Large cavity of the body, used for gas exchange. It is essentially a sheet of thin, moist membrane that is folded so as to occupy less space. Most tetrapod (four-limbed) vertebrates have a pair of lungs occupying the thorax. The lung tissue, consisting of multitudes of air sacs and blood vessels, is very light and spongy, and functions by bringing inhaled air into close contact with the blood so that oxygen can pass into the organism and waste carbon dioxide can be passed out. The efficiency of lungs is enhanced by breathing movements, by the thinness and moistness of their surfaces, and by a constant supply of circulating blood.

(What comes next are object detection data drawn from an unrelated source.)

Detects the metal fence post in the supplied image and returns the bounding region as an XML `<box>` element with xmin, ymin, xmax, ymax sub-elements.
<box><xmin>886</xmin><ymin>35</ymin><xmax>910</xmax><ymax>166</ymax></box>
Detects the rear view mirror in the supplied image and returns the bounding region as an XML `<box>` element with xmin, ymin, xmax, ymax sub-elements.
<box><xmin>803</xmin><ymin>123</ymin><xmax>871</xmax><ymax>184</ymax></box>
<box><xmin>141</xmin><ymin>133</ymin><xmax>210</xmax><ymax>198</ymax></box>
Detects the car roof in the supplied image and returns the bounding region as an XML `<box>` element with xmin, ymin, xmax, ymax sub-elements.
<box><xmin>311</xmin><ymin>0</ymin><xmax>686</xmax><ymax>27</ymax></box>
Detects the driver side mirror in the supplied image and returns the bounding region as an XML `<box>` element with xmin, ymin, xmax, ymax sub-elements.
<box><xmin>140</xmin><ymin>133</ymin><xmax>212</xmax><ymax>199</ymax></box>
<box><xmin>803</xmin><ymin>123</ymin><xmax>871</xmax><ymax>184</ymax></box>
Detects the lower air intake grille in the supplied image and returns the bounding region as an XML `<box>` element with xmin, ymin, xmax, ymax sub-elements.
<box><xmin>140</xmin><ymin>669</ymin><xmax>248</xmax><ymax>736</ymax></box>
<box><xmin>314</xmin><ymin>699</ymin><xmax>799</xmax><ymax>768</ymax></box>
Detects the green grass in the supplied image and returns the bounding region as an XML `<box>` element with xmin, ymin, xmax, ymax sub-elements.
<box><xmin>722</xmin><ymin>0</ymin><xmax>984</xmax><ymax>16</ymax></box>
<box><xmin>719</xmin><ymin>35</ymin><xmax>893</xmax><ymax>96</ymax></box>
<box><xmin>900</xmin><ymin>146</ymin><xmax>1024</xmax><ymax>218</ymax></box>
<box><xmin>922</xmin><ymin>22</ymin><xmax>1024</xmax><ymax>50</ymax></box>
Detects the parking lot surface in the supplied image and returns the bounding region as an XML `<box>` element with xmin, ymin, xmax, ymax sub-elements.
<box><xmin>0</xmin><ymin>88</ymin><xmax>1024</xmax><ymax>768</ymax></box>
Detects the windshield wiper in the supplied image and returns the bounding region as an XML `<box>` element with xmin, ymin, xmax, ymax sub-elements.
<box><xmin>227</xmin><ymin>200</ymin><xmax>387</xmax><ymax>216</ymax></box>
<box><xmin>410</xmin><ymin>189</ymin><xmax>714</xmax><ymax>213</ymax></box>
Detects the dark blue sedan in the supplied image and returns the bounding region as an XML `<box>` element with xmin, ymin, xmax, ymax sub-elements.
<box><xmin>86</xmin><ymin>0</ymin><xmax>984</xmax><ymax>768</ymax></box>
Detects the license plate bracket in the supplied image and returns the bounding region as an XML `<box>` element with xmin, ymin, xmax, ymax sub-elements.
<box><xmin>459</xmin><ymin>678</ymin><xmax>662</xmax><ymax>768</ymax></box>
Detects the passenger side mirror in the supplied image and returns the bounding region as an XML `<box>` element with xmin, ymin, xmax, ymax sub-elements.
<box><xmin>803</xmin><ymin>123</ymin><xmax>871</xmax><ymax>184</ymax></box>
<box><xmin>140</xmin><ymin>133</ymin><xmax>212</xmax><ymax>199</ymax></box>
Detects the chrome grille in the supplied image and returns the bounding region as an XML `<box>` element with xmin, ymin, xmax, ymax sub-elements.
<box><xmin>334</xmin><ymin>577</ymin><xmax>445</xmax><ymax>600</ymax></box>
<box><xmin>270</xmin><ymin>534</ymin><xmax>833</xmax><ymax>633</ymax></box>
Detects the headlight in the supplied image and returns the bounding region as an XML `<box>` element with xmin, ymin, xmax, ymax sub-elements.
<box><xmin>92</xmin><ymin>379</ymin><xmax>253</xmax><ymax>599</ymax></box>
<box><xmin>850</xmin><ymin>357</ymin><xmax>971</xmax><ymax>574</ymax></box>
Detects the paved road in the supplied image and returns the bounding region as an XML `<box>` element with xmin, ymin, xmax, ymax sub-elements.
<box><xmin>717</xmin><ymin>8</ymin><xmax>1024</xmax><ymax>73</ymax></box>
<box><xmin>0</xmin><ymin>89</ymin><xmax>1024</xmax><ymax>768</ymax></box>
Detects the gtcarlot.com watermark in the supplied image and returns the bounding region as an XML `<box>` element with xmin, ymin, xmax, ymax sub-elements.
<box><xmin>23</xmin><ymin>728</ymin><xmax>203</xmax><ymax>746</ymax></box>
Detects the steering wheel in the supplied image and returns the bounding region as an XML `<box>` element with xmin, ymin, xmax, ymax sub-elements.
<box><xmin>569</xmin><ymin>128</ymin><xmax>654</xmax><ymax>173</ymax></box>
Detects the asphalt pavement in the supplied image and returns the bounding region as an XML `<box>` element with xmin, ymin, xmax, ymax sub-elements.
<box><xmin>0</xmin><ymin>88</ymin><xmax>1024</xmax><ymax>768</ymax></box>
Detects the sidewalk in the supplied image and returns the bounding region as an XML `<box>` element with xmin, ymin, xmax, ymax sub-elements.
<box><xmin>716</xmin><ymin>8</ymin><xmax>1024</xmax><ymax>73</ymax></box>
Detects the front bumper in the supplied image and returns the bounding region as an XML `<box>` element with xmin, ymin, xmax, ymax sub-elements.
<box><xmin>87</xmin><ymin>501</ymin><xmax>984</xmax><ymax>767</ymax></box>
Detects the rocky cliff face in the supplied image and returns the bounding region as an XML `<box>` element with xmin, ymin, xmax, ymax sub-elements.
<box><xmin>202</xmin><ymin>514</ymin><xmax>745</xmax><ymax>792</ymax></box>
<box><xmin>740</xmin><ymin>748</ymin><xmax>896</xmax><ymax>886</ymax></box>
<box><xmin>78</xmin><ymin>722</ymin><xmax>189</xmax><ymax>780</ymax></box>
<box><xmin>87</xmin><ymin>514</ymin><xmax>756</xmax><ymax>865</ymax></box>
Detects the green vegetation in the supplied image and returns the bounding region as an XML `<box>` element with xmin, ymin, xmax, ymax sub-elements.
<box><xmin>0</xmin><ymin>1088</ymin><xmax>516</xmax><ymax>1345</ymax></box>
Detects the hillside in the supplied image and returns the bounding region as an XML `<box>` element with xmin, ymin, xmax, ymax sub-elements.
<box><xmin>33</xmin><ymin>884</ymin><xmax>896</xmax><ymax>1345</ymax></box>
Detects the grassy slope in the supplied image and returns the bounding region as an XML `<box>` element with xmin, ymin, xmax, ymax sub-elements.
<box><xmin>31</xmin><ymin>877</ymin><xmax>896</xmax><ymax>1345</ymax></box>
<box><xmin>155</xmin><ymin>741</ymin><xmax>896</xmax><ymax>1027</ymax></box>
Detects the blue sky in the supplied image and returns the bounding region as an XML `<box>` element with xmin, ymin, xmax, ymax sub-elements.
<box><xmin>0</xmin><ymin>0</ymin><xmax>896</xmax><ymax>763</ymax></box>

In humans, the principal diseases of the lungs are tuberculosis, pneumonia, bronchitis, emphysema, and cancer.
Trachea and air movement.
The lung may be regarded as a many-chambered elastic bag placed in the air-tight thorax and having communication with the exterior only by means of the trachea (windpipe). Atmospheric pressure acting down the trachea keeps the lung so far stretched that the two pleural layers are always in apposition, and together with the heart and great blood-vessels they completely fill the thorax. The air passes into and through the bronchi, which somewhat resemble the trachea in structure; the air current then continues through the various subdivisions of bronchi, bronchioles, and bronchial tubes, which, diverging in all directions, never anastomose (join), but terminate separately.
After a certain stage of subdivision, when the diameter is about 1 mm, the walls of the bronchial tubes develop into blind, cup-shaped pouches termed alveoli, the walls of which consist of a thin membrane of areolar and elastic tissue lined by thin, transparent, flat cells. The cells are about 3.6 mm in diameter, and are said to number upward of 700,000,000 and to present a very large surface area to the air. It is from the air in these cells that the blood obtains a fresh supply of oxygen and gives up its carbon dioxide, for between adjacent alveoli there is a layer of thin-walled capillaries, the vessels twisting first to one side and then to the other of the septa between the alveoli.
Either of two saclike respiratory organs in the chest of vertebrates; serves to remove carbon dioxide and provide oxygen to the blood.